Van-zelf-sprekend. Sprekend vanuit het zelf. Spreken vanuit een geschiedenis van relaties, kwetsuren en verhalen. De ene al wat dikker dan de andere, al wat dominanter dan de andere. Dit gesprek tussen de herbergier en de stroper doet me denken aan de gesprekken in therapie.
Hoe is dit fragment voor jou verbonden aan de systeemtheorie of de systeemtherapie?

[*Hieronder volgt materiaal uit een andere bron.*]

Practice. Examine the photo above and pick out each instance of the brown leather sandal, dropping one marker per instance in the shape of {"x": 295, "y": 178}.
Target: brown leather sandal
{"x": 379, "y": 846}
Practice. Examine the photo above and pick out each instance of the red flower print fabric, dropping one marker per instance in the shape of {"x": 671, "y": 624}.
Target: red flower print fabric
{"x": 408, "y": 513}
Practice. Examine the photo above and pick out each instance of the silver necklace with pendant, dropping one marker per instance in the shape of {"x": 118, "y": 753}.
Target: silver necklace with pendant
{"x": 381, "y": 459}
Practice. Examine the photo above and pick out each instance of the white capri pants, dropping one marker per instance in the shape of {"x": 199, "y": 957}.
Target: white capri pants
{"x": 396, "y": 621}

Systeemtherapeuten stellen vragen aan cliënten. “Nieuw gezicht? Bent u hier al lang? Wat is de naam?” Ze stellen vanzelfsprekende vragen, sprekend uit hun geschiedenis van relaties, kwetsuren en verhalen. Systeemtherapeuten zijn ook getraind om zelf ook wat weinig vanzelfsprekende vragen te stellen. In ieder geval, een vraag staat nooit op zichzelf, wordt nooit gesteld in een vacuüm. Een vraag is altijd van iemand, voor iemand. Maar in systeemtherapie altijd met de bedoeling helpend te zijn voor de cliënt of het cliëntsysteem.
Vaak hebben vragen ook de bedoeling dat de cliënten een antwoord geven dat voor de cliënt weinig vanzelfsprekend is. Die vragen zijn typisch voor een therapeutisch gesprek en meestal helpend. Cliënten geven doorgaans een antwoord op de vraag. Dat antwoord kan voor de therapeut verwacht of onverwacht zijn. Dat antwoord kan de therapeut uit zijn lood slaan. Maar the show must go on, of toch niet? Dat antwoord kan voor de cliënt ook gewoon vanzelfsprekend zijn, wat de therapeut niet had gehoopt. In het beste geval wordt samen met de therapeut een nieuw verhaal geschreven of tenminste gaan de cliënten naar buiten met een ander verhaal dan dat ze naar binnen zijn gekomen.
Dit soort sketchen spelen zich dagelijks af in de systeemtherapeutische praktijk. Maar ze worden niet gespeeld door acteurs maar wel door echte mensen. Zonder scenario. Zonder scenarist. Zonder regisseur. Elke dag in de praktijk vormt een revue. Soms om mee te lachen. Meestal niet.
Hoe inspireert het je in je praktijk als opleider of als therapeut?
Ik heb dit fragment gekozen omdat het refereert aan de essentie van psychotherapie. Twee of meerdere mensen zitten samen in een kamer en hebben een gesprek. Iemand stelt vragen. Iemand anders antwoordt. Er speelt zich een unieke en dynamische dialoog af die op het eerste gezicht arbitrair is, maar dat in essentie nooit is. Wittgenstein zegt dat de grenzen van mijn taal de grenzen van mijn wereld beduiden. Maar het is binnen de grenzen van deze taal dat systeemtherapeuten dunne verhalen proberen te schrijven samen met de cliënten.
Systeemtherapeuten zullen dus enorm vakkundig moeten zijn in het creëren van een bepaalde context, in taalanalyse en -beheersing, in feeling en timing, net zoals André Van Duin. Maar terwijl Van Duin waarschijnlijk tijd en ruimte heeft gehad om het scenario van elke sketch vakkundig en minutieus te ontwerpen, hebben systeemtherapeuten dat niet. Een gesprek heeft nooit een vooraf ontworpen scenario. Systeemtherapeuten zijn scenaristen, regisseurs en acteurs tegelijk, met een maatschappij als publiek. En soms zijn we ook gewoon komiek.
Wie wil je graag dat het volgende fragment kiest?
Ik ben benieuwd naar de keuze van Hanna Van Parys.